Sometimes a beautiful week makes a load of difference, in lots of ways. It certainly helps the plants, which is great. It also gives the weeds a boost, which is less than ideal, but it also provides us with ample time out in the field to fight the good fight. Though we’ve been harvesting for CSA boxes and market on a regular basis, my focus these past few weeks has been cultivation. We have a few big crops that were a bit choked with weeds while we had to devote large amounts of time to continuing to transplant. This week, however, we finished cultivating our onions and put a big dent in our potatoes, carrots, and beets.

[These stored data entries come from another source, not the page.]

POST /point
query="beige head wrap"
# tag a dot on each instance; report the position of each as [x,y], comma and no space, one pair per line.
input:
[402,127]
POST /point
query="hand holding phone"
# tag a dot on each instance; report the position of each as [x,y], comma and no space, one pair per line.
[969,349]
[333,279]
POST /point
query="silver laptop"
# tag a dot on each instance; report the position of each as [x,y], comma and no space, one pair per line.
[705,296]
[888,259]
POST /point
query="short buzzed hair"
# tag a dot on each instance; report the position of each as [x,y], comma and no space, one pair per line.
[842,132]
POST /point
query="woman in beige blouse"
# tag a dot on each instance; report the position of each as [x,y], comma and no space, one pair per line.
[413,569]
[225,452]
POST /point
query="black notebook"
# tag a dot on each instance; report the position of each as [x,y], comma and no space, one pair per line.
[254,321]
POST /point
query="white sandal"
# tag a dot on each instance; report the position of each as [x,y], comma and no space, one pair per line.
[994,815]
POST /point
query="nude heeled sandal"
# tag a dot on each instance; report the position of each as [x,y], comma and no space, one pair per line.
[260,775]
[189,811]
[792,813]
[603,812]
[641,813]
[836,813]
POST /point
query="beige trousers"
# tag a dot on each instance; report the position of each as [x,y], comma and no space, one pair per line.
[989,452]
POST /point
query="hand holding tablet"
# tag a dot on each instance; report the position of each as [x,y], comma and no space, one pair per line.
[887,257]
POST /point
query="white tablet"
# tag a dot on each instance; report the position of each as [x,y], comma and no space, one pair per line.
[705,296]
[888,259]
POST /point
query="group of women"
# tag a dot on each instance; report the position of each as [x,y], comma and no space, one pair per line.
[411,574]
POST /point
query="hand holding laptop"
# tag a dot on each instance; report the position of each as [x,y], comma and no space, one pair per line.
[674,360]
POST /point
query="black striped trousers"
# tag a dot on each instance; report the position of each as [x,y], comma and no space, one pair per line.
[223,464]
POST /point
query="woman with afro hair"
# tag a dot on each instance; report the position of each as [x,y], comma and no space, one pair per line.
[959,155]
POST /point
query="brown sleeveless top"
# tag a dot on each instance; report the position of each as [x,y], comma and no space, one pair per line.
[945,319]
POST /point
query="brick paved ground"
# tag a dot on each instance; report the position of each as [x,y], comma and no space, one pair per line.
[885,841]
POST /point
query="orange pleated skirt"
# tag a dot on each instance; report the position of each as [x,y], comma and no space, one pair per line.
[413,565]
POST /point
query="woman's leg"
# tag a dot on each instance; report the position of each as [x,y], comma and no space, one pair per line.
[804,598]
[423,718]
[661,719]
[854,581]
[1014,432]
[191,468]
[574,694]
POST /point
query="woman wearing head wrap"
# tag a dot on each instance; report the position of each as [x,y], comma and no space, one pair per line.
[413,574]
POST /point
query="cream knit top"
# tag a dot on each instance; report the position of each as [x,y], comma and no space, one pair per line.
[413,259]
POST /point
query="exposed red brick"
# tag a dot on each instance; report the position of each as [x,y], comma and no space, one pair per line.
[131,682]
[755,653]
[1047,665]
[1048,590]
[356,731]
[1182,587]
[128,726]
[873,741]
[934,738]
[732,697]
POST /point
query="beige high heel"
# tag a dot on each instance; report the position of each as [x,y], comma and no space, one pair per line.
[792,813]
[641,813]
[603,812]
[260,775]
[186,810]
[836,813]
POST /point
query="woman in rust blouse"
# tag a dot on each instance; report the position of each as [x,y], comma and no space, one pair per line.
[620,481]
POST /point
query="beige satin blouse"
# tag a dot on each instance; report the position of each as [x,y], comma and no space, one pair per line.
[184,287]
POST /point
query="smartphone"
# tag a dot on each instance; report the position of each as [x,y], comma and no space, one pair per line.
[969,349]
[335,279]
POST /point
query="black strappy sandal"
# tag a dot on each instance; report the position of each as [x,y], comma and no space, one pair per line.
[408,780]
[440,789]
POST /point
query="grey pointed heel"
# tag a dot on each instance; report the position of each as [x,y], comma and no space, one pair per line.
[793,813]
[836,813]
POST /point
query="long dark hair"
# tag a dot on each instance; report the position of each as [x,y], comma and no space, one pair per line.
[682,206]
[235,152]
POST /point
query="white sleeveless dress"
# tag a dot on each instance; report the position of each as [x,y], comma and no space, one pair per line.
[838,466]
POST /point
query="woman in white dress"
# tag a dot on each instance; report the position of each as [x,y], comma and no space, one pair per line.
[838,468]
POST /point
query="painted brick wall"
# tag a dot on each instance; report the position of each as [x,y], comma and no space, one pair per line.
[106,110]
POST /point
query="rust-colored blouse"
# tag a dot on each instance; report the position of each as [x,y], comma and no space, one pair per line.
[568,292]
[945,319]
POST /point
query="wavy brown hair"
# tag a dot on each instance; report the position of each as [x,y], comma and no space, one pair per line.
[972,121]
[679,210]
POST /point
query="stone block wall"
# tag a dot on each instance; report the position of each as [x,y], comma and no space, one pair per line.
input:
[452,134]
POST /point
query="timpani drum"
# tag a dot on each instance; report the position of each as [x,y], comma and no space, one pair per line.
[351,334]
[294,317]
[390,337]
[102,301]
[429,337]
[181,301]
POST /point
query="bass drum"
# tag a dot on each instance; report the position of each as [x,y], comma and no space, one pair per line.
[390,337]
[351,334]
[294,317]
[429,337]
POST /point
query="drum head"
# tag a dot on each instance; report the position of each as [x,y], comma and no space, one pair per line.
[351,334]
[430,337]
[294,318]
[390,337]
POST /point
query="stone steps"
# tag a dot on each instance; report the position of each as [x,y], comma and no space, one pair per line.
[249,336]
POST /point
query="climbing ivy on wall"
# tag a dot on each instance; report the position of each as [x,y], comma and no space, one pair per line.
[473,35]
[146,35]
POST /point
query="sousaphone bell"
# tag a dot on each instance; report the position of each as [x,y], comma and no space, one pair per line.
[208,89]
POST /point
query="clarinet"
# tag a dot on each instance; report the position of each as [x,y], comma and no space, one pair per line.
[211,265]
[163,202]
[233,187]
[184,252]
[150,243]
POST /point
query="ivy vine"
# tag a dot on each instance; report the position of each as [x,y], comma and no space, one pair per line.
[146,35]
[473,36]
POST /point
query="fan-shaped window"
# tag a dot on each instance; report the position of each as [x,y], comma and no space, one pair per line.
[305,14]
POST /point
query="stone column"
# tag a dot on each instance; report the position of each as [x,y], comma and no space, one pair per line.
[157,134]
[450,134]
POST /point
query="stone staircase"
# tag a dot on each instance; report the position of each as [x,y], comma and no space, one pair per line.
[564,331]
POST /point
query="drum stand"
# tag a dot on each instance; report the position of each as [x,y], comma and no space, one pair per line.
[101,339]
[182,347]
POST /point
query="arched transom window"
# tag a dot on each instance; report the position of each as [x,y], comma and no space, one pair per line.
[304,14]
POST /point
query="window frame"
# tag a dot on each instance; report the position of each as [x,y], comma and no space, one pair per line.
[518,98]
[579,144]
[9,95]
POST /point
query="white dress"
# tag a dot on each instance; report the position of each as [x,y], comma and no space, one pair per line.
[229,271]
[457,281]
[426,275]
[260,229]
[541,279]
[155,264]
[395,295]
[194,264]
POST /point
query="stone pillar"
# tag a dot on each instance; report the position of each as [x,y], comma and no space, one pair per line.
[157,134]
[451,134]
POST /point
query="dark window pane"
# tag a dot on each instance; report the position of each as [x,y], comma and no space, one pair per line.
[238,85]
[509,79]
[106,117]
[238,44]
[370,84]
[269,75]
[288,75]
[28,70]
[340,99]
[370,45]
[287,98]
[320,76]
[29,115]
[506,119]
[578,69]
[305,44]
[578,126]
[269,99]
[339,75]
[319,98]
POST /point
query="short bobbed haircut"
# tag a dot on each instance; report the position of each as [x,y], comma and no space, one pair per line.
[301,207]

This is a unique part of the season, when we are simultaneously trying to accomplish everything all at once. We still have a good bit of planting to do, we have food to harvest, but we also have to play catchup on weeding so that we can make our harvests more secure in the middle term. I might be alone in this feeling, but I find that cultivation is actually the most gratifying task of all. Sure, when you plant, you get to look out in the field to perfect rows of new plants, and when you harvest you get to wash and pack and share your bounty, but cultivation carries with it a whole range of, well, feelings. When you zip up and down rows with a razor hoe killing weeds in the thread stage, you congratulate yourself on your impeccable timing, knowing how much work you saved your two-weeks-from-now self. Conversely, when you’re in “save the crop” mode, you curse your month-ago self for letting it slide, but the feeling of accomplishment when you reach the end of a task is commensurately more gratifying. More than any other task on the farm, weeding is a mental game. You psych yourself up, you set yourself goals, you push yourself physically, and sometimes you find yourself hoping that your enthusiasm becomes infectious. It might seem like an odd thing to feel passionately about, but if anyone wants to catch the weeding fever, I know where you can get your fix!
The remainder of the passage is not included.